Yesterday NAR released existing home sales and median home price information that showed gains of 5.1 percent in prices in May 2014 compared to May 2013, the same pace of year over year growth as in April and notably slower than double-digit trends in summer/fall 2013.
Today, both the FHFA and S&P/Case-Shiller released their housing price index data for April. Both data series showed continued gains in home prices with some deceleration suggesting that the pace of home price increase should fall back into a more normal range in the next few months as NAR data has indicated.
Case-Shiller reported gains of 10.8 percent each for the 10- and 20-city indexes in the year ending April 2014, while FHFA reported home price gains of 5.9 percent for the same period.
NAR reports the median price of all homes that have sold while FHFA and Case-Shiller report the results of a weighted repeat-sales index. Because home sales among higher priced properties have been growing more than among lower price tiers, the NAR median price had risen by more than the weighted repeat sales index—which computes price change based on repeat sales of the same property.

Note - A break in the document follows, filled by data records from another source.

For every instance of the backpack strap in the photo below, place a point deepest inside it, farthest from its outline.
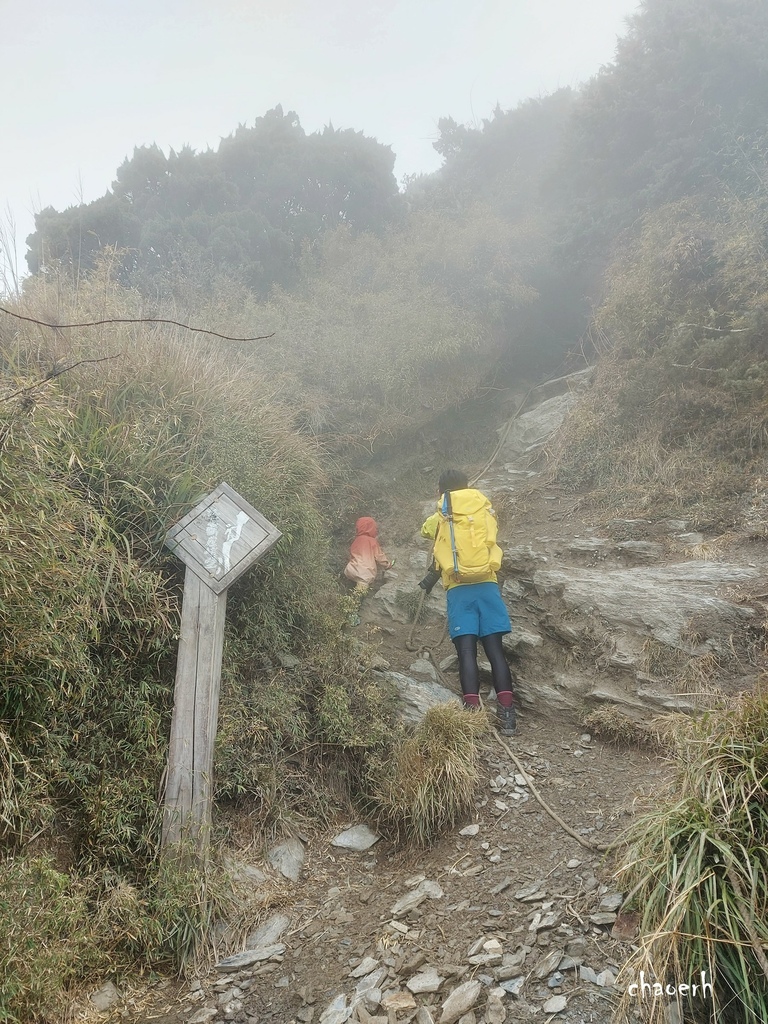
(449, 513)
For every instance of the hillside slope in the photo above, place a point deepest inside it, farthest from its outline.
(510, 910)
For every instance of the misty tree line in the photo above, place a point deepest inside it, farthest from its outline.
(498, 259)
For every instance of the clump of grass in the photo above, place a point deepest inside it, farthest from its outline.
(432, 775)
(613, 725)
(697, 866)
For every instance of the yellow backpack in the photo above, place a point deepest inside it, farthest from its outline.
(465, 545)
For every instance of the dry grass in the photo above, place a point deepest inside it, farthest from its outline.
(696, 867)
(615, 726)
(432, 775)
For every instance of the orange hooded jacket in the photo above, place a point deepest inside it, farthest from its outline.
(366, 553)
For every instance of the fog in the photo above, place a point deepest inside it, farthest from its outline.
(92, 80)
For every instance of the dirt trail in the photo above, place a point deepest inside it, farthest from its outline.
(513, 902)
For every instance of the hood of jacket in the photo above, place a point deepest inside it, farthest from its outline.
(366, 526)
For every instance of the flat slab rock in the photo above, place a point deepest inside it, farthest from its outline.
(250, 956)
(358, 839)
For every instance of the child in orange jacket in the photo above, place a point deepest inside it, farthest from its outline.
(366, 555)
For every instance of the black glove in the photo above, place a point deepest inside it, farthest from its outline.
(430, 580)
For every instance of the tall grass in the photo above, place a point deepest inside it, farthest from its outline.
(432, 775)
(697, 868)
(97, 462)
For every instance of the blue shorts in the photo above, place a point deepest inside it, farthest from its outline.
(476, 609)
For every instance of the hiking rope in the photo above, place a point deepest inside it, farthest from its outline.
(597, 847)
(511, 420)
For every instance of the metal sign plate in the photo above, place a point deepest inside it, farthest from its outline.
(221, 538)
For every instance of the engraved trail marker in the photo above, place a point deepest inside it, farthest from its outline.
(221, 538)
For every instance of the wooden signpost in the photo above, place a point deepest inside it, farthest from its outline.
(221, 538)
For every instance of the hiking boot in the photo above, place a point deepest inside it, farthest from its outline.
(506, 720)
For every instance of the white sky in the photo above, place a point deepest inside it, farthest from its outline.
(84, 81)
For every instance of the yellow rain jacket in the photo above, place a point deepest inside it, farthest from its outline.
(468, 553)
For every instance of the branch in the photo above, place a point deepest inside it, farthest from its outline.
(52, 375)
(720, 330)
(140, 320)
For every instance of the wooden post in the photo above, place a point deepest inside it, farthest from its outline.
(196, 704)
(218, 541)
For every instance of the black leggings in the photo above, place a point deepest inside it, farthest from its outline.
(466, 648)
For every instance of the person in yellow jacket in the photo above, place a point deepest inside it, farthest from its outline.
(475, 608)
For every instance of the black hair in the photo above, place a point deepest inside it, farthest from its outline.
(452, 479)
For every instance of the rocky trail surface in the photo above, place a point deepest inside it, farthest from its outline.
(512, 916)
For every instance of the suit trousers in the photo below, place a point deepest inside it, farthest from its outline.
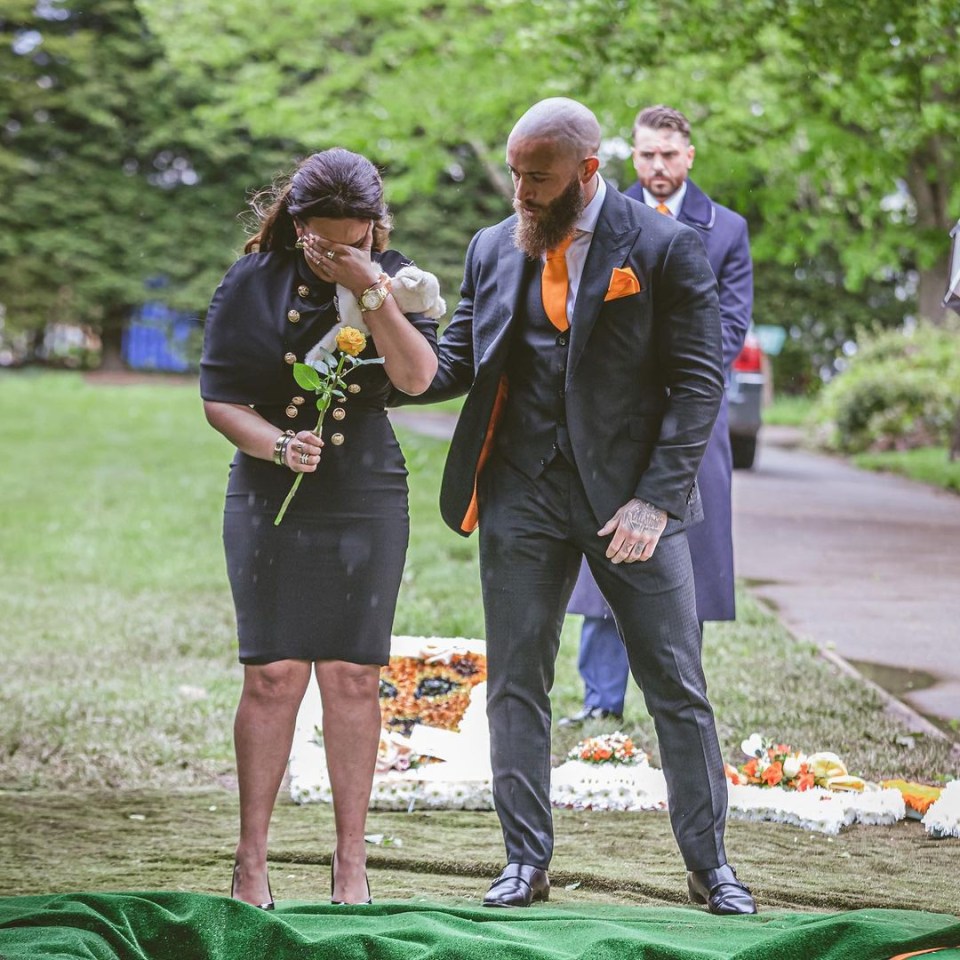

The reason Case-Shiller’s reported price growth now exceeds NAR’s is likely a result of the data lag. Case Shiller uses public records data which has a reporting lag. To deal with the lag, Case Shiller data is based on a 3 month moving average, so reported April prices include information from repeat transactions closed in February, March, and April. For this reason, the changes in the NAR median price tend to lead Case Shiller.
FHFA sources data primarily from Fannie and Freddie mortgages, transactions using prime conventional financing, and misses out on cash transactions as well as jumbo, subprime, and government backed transactions such as those using VA or FHA financing.